El paisaje circundante está densamente poblado de vegetación exuberante, con enredaderas y arbustos que se extienden por todo el espacio visible. En la parte superior del cuadro, dos figuras masculinas, vestidas con ropas sencillas, observan la escena desde una posición elevada, como si fueran testigos silenciosos.
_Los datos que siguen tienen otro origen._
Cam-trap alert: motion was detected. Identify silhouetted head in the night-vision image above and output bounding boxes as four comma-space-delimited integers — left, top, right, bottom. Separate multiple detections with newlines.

El cielo, representado con tonos azules oscuros, está iluminado por un resplandor que emana de un punto indefinido en la distancia.
La paleta cromática es rica y vibrante, con predominio de colores cálidos como el dorado, el rojo y el amarillo, contrastados con los tonos más fríos del azul y el verde. La luz, aunque tenue, ilumina selectivamente las figuras principales, creando un efecto de dramatismo y enfatizando su importancia dentro de la composición.
Más allá de la representación literal de una escena religiosa, esta pintura sugiere temas como la humildad, la devoción, la esperanza y la universalidad del mensaje que se transmite. La presencia de la figura de piel oscura podría interpretarse como una referencia a la aceptación de todas las culturas y razas en el ámbito de la fe. La ruina arquitectónica en segundo plano introduce una nota de melancolía y transitoriedad, sugiriendo que incluso los logros humanos están sujetos al paso del tiempo. La disposición de los personajes, con sus gestos y miradas dirigidas hacia el niño, invita a la contemplación y a la reflexión sobre el significado profundo de lo representado.